Consequently, changes were recorded also in prison population rates that generally decreased in the first half of the year and slightly increased in the second half.
Prison density was also affected by these changes in prison populations. Between 1 January and 15 September 2020, prison density decreased in most countries and increased only in a few. Out of the 35 prison administrations that answered to the SPACE survey, 10 were in a situation of overcrowding at the beginning of 2020; 6 of them (Slovenia, France, Belgium, Italy, Serbia and Cyprus) decreased their prison populations by 15 September, but did not manage to reach a prison density below 100%. The Czech Republic and Hungary, on the other hand reached the goal of reducing overcrowding below 100%.

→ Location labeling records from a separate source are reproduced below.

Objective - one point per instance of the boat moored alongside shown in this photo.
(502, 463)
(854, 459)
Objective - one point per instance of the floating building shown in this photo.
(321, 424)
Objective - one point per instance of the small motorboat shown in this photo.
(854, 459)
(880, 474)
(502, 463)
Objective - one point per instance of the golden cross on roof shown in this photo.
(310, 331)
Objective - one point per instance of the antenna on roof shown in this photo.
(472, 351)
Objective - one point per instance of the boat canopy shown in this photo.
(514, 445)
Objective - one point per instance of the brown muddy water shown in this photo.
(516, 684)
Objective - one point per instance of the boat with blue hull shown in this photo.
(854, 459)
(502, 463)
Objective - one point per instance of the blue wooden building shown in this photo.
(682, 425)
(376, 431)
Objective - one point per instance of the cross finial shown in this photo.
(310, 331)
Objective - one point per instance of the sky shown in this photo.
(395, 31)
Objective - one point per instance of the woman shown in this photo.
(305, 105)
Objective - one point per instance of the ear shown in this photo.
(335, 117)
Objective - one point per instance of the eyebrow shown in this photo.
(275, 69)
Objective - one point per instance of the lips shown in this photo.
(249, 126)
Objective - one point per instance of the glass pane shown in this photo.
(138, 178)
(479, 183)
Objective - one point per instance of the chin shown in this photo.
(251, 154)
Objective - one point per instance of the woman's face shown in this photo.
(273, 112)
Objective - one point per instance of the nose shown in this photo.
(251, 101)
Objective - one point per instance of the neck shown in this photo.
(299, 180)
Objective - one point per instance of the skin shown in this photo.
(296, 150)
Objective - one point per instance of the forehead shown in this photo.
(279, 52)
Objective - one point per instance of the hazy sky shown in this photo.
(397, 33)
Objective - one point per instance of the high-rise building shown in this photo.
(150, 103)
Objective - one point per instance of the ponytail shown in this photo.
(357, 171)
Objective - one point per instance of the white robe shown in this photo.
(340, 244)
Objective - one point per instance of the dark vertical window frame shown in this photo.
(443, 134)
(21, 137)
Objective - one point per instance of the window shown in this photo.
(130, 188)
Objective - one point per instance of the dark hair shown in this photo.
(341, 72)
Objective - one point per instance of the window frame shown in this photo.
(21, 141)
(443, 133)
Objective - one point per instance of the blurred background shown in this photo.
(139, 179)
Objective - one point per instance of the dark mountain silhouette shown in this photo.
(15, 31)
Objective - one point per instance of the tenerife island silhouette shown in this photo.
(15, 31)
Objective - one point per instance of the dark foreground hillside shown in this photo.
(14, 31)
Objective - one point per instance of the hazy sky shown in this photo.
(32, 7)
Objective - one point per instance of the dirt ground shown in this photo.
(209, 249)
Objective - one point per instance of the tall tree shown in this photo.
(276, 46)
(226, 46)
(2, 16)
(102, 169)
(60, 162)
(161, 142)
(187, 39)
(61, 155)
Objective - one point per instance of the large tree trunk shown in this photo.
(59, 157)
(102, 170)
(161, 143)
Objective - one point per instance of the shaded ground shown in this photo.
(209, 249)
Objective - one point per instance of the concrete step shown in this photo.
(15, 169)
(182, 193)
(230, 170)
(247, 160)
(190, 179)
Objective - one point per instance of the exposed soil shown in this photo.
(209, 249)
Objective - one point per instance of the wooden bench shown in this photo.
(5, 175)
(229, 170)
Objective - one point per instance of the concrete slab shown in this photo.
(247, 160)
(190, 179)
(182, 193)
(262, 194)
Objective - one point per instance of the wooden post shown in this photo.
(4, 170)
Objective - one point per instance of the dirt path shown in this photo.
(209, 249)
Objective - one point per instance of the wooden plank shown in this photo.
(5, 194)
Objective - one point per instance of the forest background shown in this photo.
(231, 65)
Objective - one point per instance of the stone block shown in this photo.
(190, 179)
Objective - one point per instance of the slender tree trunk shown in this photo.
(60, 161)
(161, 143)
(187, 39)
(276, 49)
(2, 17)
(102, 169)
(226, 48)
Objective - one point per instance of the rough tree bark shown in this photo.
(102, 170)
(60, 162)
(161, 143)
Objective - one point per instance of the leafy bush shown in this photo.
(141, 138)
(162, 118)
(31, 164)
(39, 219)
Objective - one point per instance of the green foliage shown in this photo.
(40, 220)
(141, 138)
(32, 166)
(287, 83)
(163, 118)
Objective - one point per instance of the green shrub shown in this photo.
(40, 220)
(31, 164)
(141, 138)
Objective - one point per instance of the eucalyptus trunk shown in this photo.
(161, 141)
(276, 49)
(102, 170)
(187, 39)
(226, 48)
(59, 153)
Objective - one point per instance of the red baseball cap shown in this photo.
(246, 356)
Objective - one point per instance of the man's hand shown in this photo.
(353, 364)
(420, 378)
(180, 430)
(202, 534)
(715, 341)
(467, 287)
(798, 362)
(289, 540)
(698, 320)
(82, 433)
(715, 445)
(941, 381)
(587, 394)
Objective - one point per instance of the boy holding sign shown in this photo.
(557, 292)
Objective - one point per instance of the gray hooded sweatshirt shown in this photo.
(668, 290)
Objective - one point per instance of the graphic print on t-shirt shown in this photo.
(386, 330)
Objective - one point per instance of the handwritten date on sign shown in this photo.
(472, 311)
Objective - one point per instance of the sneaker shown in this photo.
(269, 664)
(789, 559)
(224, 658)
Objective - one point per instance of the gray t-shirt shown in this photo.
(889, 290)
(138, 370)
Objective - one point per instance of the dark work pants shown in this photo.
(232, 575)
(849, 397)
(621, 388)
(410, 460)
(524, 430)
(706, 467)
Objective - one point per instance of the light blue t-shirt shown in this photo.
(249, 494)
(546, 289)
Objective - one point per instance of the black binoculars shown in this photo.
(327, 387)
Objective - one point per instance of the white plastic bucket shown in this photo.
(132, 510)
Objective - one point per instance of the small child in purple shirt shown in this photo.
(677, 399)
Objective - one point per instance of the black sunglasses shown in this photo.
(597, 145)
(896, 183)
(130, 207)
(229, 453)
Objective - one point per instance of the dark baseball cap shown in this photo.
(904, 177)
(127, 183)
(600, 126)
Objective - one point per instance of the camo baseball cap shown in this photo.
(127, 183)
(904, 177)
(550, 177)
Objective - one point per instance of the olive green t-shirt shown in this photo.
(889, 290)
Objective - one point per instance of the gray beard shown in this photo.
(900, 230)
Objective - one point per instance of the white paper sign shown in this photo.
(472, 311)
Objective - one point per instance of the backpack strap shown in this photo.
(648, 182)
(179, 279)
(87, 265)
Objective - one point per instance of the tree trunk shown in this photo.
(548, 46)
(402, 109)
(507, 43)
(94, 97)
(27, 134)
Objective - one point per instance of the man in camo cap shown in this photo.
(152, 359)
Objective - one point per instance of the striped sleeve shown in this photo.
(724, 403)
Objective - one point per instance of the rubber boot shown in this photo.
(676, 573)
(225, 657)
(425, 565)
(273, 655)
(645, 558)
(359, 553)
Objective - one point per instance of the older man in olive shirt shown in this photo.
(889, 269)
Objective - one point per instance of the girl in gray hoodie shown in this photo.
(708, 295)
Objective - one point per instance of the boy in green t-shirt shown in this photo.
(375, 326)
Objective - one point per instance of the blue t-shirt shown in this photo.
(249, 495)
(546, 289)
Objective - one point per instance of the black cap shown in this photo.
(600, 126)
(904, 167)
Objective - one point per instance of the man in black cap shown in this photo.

Other interesting trends collected by the latest report of Penal Reform International (PRI) regard the lack of data on Covid-19 infections in prisons in several countries and even among CoE countries, civil society organisations lament the lack of consistent and reliable data on infections among inmates and prison staff. Indeed, data collected by the SPACE Covid-19 survey includes answers only from 34 prison administrations that were able to provide such numbers as of September 2020. The Global Prison Trends Report by PRI also points out that globally only “at least 13 countries have prioritised prisons in vaccination plans or roll-out” and “a further 11 countries have explicitly included, but not prioritised, prisons in their planning or roll-out”. This took place despite the many requests by international and civil society organisations to include detainees in the priority groups for vaccinations against Covid-19, despite the fact that in many countries prisons have become ‘hotbeds’ for outbreaks of the virus and despite the fact that detainees have been living for over one year in a situation of greater isolation from the outside world (with severe repercussions on mental health). Indeed, also in many CoE countries, the prison population has been left out of vaccinations plans and in several occasions politicians explicitly stated that people who had committed crimes would not have received vaccines ahead of the general population for a reason or another. As if their lives were less worthy than the lives of those who live free.